Налетел морозный ветер; холод казался особенно невыносимым. Я помедлил, но при мысли о том, чтобы снова вернуться к раненым, мертвецам и рекам крови, я решил, что лучше уж мороз. Небо было ясное, светлое, казалось, воздух замер. Тени домов и грузовиков выделялись яркими блестками снега. Не было видно ни души.
Я отправился по деревне искать свой «Рено». Так можно уничтожить весь конвой, прежде чем кто-нибудь спохватится. Раскрылась дверь избы, из нее показалась чья-то закутанная фигура. Было видно, когда сверкнул «Маузер». Фигура сделала несколько неуверенных шагов по сугробам. Заметив меня, человек в шинели проговорил:
— Заходи. Моя очередь.
— Куда заходить?
— Греться. Если, конечно, не хочешь сделать еще круг.
— Но я не в карауле. Помогал хирургу, а теперь иду спать.
— Ясно. А я спутал тебя с… — Он назвал какое-то имя.
— Говоришь, здесь можно погреться?
— Да, заходи. Это штаб караула. Мы меняемся через каждые пятнадцать — двадцать минут. Конечно, не выспишься, но хоть не мерзнуть два часа подряд.
— Да уж. Спасибо. Я зайду.
Я нажал тяжелую дверь и вошел. В очаге горел огонь. В пепле четверо солдат (среди них был и Гальс) жарили картошку и еще какие-то овощи. Кроме огня, другого света не было. Сразу за мной вошел еще один солдат, наверное, тот караульный, за которого меня приняли. Я разогрел то, что осталось в котелке, без аппетита поел и растянулся на полу перед очагом, чтобы поспать в лучших из всех возможных условий. Через каждые пятнадцать — двадцать минут караульный будил какого-нибудь беднягу, только что погрузившегося в сон.

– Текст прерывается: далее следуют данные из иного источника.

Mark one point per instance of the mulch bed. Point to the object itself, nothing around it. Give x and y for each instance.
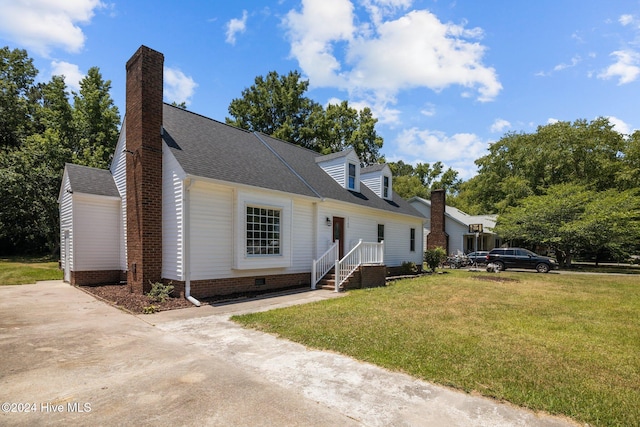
(120, 296)
(495, 278)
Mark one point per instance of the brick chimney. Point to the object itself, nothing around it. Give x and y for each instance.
(144, 169)
(438, 236)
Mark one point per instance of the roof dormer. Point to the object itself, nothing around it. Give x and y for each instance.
(343, 167)
(379, 179)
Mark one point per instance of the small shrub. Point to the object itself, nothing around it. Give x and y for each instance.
(435, 257)
(149, 309)
(408, 267)
(160, 292)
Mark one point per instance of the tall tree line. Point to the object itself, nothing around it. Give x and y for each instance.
(573, 188)
(43, 126)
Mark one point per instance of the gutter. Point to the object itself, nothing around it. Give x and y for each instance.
(288, 166)
(187, 248)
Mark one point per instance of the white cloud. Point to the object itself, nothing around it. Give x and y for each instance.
(500, 125)
(626, 20)
(458, 151)
(41, 25)
(236, 26)
(626, 68)
(177, 86)
(312, 32)
(620, 126)
(71, 72)
(429, 110)
(380, 58)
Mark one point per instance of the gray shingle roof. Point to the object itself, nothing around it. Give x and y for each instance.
(84, 179)
(372, 168)
(211, 149)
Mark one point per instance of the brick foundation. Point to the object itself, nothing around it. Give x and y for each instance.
(217, 287)
(102, 277)
(144, 168)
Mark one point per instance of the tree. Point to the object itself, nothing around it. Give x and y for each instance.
(520, 165)
(40, 132)
(276, 106)
(409, 181)
(17, 74)
(30, 177)
(96, 120)
(571, 219)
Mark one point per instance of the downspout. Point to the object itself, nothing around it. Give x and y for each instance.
(187, 244)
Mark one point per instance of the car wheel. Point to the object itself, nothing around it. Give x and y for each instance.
(542, 268)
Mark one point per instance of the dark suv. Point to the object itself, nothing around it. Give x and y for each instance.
(504, 258)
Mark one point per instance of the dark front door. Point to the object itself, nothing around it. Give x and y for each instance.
(338, 233)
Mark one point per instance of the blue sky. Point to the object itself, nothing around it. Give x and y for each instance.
(445, 78)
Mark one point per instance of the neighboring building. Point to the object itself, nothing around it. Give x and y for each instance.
(218, 210)
(453, 229)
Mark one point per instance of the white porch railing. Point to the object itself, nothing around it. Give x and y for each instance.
(322, 265)
(362, 253)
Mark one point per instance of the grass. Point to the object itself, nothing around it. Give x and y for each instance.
(24, 270)
(565, 344)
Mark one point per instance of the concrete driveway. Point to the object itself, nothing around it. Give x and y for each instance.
(67, 358)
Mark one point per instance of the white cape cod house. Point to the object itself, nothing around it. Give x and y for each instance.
(453, 229)
(218, 210)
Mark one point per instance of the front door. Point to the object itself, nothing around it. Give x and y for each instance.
(338, 234)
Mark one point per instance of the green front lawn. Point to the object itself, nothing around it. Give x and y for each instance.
(567, 344)
(24, 270)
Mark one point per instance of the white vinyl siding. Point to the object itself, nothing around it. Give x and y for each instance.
(375, 182)
(217, 233)
(362, 223)
(210, 231)
(96, 233)
(338, 169)
(66, 222)
(118, 170)
(172, 217)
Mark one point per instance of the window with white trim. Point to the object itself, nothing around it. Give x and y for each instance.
(385, 187)
(352, 176)
(263, 231)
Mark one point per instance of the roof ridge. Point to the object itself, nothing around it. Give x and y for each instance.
(288, 165)
(205, 117)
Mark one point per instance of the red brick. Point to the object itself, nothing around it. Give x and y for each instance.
(144, 168)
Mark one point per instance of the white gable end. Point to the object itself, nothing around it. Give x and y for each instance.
(380, 182)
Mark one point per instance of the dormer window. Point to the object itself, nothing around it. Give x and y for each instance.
(352, 176)
(385, 187)
(379, 179)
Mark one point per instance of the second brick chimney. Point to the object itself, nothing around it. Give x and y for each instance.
(438, 235)
(144, 168)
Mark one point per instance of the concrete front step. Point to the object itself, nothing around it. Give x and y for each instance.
(329, 281)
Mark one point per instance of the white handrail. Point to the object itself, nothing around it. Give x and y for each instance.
(322, 265)
(362, 253)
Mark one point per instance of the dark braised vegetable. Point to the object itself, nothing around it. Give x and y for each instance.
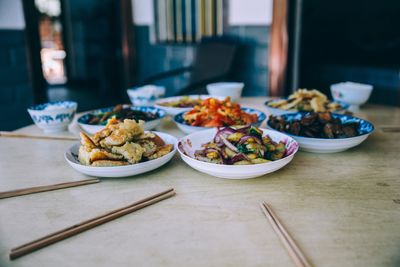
(316, 125)
(241, 146)
(120, 113)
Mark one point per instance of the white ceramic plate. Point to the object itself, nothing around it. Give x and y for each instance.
(192, 142)
(174, 111)
(188, 129)
(92, 129)
(121, 171)
(325, 145)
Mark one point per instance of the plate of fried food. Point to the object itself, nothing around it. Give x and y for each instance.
(322, 132)
(237, 152)
(213, 112)
(304, 100)
(95, 120)
(121, 149)
(178, 104)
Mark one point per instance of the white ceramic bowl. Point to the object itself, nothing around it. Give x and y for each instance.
(326, 145)
(180, 122)
(192, 142)
(173, 110)
(92, 129)
(53, 116)
(121, 171)
(145, 95)
(232, 89)
(352, 93)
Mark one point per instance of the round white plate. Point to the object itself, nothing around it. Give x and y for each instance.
(192, 142)
(148, 125)
(121, 171)
(188, 129)
(174, 111)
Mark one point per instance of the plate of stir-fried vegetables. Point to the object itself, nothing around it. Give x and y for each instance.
(213, 112)
(237, 152)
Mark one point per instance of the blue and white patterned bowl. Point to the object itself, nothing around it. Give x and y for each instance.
(188, 129)
(83, 120)
(279, 111)
(326, 145)
(53, 116)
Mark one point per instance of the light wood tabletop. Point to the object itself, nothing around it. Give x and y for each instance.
(342, 209)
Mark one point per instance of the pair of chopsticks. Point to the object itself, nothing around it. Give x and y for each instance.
(88, 224)
(294, 251)
(45, 188)
(17, 135)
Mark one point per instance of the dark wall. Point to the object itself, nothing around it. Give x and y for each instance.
(250, 64)
(15, 89)
(356, 41)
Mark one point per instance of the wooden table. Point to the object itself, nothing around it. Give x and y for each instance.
(343, 209)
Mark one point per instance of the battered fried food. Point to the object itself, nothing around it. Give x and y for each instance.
(121, 143)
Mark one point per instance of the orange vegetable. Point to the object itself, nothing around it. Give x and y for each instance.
(212, 112)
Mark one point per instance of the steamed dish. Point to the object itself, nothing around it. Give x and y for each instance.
(212, 112)
(121, 143)
(306, 100)
(241, 146)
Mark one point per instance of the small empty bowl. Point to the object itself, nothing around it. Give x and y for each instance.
(354, 94)
(53, 116)
(231, 89)
(145, 95)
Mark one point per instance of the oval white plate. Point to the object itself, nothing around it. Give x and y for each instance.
(121, 171)
(174, 111)
(188, 129)
(148, 125)
(192, 142)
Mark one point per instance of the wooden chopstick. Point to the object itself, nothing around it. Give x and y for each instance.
(294, 251)
(17, 135)
(88, 224)
(38, 189)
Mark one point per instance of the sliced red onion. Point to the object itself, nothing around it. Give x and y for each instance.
(221, 131)
(208, 150)
(244, 129)
(238, 157)
(228, 144)
(246, 137)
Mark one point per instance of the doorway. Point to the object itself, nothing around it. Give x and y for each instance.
(84, 49)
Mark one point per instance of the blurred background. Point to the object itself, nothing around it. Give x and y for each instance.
(91, 51)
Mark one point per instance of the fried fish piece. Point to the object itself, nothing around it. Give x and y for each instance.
(161, 151)
(125, 132)
(153, 138)
(132, 152)
(88, 155)
(109, 163)
(148, 146)
(106, 131)
(86, 140)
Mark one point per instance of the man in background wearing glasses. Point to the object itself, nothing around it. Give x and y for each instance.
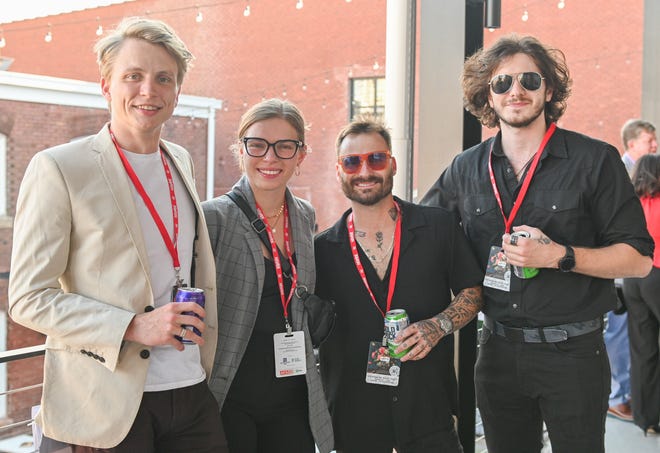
(541, 356)
(385, 254)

Крики недовольных своей участью время от времени меня будили. Было еще темно, когда просигналили подъем.
Мы медленно поднялись с пола, послужившего нам постелью. Уже давно нам не приходилось просыпаться, не испытывая при этом чувства холода. Молодая русская женщина вышла к нам из-за занавесок в углу комнаты. В руках у нее был кувшин, который она с улыбкой протянула нам. Горячее молоко. На секунду я забеспокоился, уж не отравлено ли оно, но Гальс, предпочитавший умереть на полный желудок, схватил котел и сделал добрый глоток. Мы передали молоко по кругу, затем Гальс усмехнулся, отдал его русской и расцеловал в обе щеки. Она зарделась. Мы раскланялись и ушли.
Едва выйдя наружу, мы будто попали под холодный душ. Началась перекличка. Всем раздали по чашке кофе. Как и в любое другое утро, нам понадобилось добрых полчаса, чтобы раскочегарить двигатели. Задолго до рассвета 19-я рота отправилась по блестящему льду проклятой советской шоссейной дороги имени Третьего Интернационала.